Why is this the case? I can see this step, but I'm not sure how to justify it from the full definition: $\text{var}(\mathbf{A}^T\mathbf{e}|\mathbf{X}) = \mathbf{A}^T\text{var}(\mathbf{e}|\mathbf{X})\mathbf{A} = \mathbf{A}^T\mathbf{D}\mathbf{A}$.

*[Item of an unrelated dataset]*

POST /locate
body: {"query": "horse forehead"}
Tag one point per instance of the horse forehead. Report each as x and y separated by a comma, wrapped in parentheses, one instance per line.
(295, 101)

I.e. how do I get there with this: $\text{var}(\mathbf{Z}|\mathbf{X}) = \mathbb{E}[(\mathbf{Z} - \mathbb{E}[\mathbf{Z}|\mathbf{X}])(\mathbf{Z} - \mathbb{E}[\mathbf{Z}|\mathbf{X}])^T|\mathbf{X}], \mathbf{\hat\beta} = \mathbf{A}^T\mathbf{y}, \mathbf{A} = \mathbf{X}(\mathbf{X}^T\mathbf{X})^{-1}$

I tried but I kept on getting matrix dimensions that don't match up.

Answer 1

This step uses the bilinearity property of the variance operator. For any random vector $\mathbf{e}$ and any conformable constant matrix $\mathbf{A}$ you can derive the general bilinearity rule:

$$\begin{align} \mathbb{V}(\mathbf{A}^\text{T} \mathbf{e}) &= \mathbb{E}[(\mathbf{A}^\text{T} \mathbf{e}-\mathbb{E}(\mathbf{A}^\text{T} \mathbf{e})) (\mathbf{A}^\text{T} \mathbf{e}-\mathbb{E}(\mathbf{A}^\text{T} \mathbf{e}))^\text{T}] \\[6pt] &= \mathbb{E}[(\mathbf{A}^\text{T} \mathbf{e}-\mathbb{E}(\mathbf{A}^\text{T} \mathbf{e})) ((\mathbf{A}^\text{T} \mathbf{e})^\text{T}-\mathbb{E}(\mathbf{A}^\text{T} \mathbf{e})^\text{T})] \\[6pt] &= \mathbb{E}[(\mathbf{A}^\text{T} \mathbf{e}-\mathbb{E}(\mathbf{A}^\text{T} \mathbf{e})) (\mathbf{e}^\text{T} \mathbf{A}-\mathbb{E}(\mathbf{e}^\text{T} \mathbf{A}))] \\[6pt] &= \mathbb{E}[(\mathbf{A}^\text{T} \mathbf{e}-\mathbf{A}^\text{T} \mathbb{E}(\mathbf{e})) (\mathbf{e}^\text{T} \mathbf{A}-\mathbb{E}(\mathbf{e})^\text{T} \mathbf{A})] \\[6pt] &= \mathbb{E}[\mathbf{A}^\text{T} (\mathbf{e}-\mathbb{E}(\mathbf{e})) (\mathbf{e}^\text{T}-\mathbb{E}(\mathbf{e})^\text{T}) \mathbf{A}] \\[6pt] &= \mathbf{A}^\text{T} \mathbb{E}[(\mathbf{e}-\mathbb{E}(\mathbf{e})) (\mathbf{e}-\mathbb{E}(\mathbf{e}))^\text{T}] \mathbf{A} \\[6pt] &= \mathbf{A}^\text{T} \mathbb{V}(\mathbf{e}) \mathbf{A}. \\[6pt] \end{align}$$

(Note that in this working I have removed the conditioning element and just assumed that $\mathbf{A}$ is a constant. This simplifies the presentation and is analogous to your situation once you bring in the conditioning.) In the working in Hansen (2014) (p. 90) the matrix $\mathbf{A}$ is constant under the conditioning statement and the variance of the random vector is $\mathbb{V}(\mathbf{e}) = \mathbf{D} = \text{diag}(\sigma_1^2,...,\sigma_n^2)$ which gives the result of interest to you.